To avoid a citation/violation from an Administrator, one must substantiate the materials with valid documented sources/references (Cite error: Invalid <ref> tag; refs with no name must have content). I have found you can cite most any source/reference with the exception of a blog. Source referencing is broken down into three categories: Primary, Secondary, and Tertiary. The sources I cited on the Edmond article were all secondary – information from second-hand accounts derived from primary sources. Rayful Edmond’s article was somewhat under developed in my opinion. I have followed Edmond on and off for years and after review, I came to this conclusion about his Wikipedia article. However, the information I know about Edmond fell beyond the confines of the parameters of No Original Research policy because I could not find sources of validity.

In an effort to fully understand my chosen policy, I have taken my assignment one step further by creating an article on a living person not presently on Wikipedia. I created an article on The Honorable L. Todd Burke http://en.wikipedia.org/wiki/L._Todd_Burke. The citations/violations I received from Wikipedia for creating this article are as follows: This article may not meet the notability guideline for biographies. Please help to establish notability by adding reliable, secondary sources about the topic. If notability cannot be established, the article is likely to be merged, redirected, or deleted. (February 2010); This biography of a living person does not cite any references or sources. Please help by adding reliable sources. Contentious material about living people that is unsourced or poorly sourced must be removed immediately. (February 2010). Although I did receive these citations, the article, fortunately, did not get deleted. In addition, I followed the methodology for sourcing by obtaining primary sources directly from Judge Burke and secondary sources from Internet publications.

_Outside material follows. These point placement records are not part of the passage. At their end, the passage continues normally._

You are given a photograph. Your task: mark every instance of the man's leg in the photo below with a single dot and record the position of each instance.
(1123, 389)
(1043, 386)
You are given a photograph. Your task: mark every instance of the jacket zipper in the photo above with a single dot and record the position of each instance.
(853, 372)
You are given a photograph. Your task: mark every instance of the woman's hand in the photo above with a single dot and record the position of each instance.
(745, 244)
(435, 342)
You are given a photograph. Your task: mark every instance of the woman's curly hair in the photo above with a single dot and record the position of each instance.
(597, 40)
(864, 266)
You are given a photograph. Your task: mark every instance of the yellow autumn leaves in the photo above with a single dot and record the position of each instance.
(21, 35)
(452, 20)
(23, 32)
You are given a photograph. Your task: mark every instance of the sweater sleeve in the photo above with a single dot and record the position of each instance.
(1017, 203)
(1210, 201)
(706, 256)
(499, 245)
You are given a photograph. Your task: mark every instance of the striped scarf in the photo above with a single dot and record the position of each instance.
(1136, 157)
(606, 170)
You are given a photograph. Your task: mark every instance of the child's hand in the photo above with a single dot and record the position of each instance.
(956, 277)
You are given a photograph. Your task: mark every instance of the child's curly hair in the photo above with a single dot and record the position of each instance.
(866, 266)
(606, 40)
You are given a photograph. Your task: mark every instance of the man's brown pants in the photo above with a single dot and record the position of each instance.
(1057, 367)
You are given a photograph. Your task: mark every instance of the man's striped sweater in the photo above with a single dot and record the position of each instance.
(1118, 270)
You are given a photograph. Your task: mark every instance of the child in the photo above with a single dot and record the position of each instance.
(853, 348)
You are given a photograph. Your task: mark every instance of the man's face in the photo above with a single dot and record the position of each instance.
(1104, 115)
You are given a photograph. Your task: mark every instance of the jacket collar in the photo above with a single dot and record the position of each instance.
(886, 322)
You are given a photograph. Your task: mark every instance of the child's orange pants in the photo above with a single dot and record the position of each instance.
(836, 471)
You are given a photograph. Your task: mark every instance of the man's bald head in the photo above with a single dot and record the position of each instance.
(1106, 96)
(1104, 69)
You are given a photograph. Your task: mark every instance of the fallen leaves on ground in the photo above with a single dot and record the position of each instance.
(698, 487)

I am very new to the Wikipedia family and although I did not receive any citations/violations on my editing process of the Rayful Edmond article but did receive them from the article I created from ground zero, I gained priceless insight into the governance aspect of Wikipedia as it relates to the No Original Research Policy.

In addition and in my opinion, I have found Wikipedia’s structural hierarchy relates directly to Yochai Benkler’s model of the Internet but perhaps with an ever so slight variance. The variance seems to be in the governance of Wikipedia because it ties directly back to the users, the select group of Administrators in charge preserving and maintaining continuity.

Finally. Wikipedia is extremely well maintained and an excellent informational tool to use for “additional” information because the debates still remain over its accuracy. Accurate or not, it still remains one of the most used cites on the Internet today.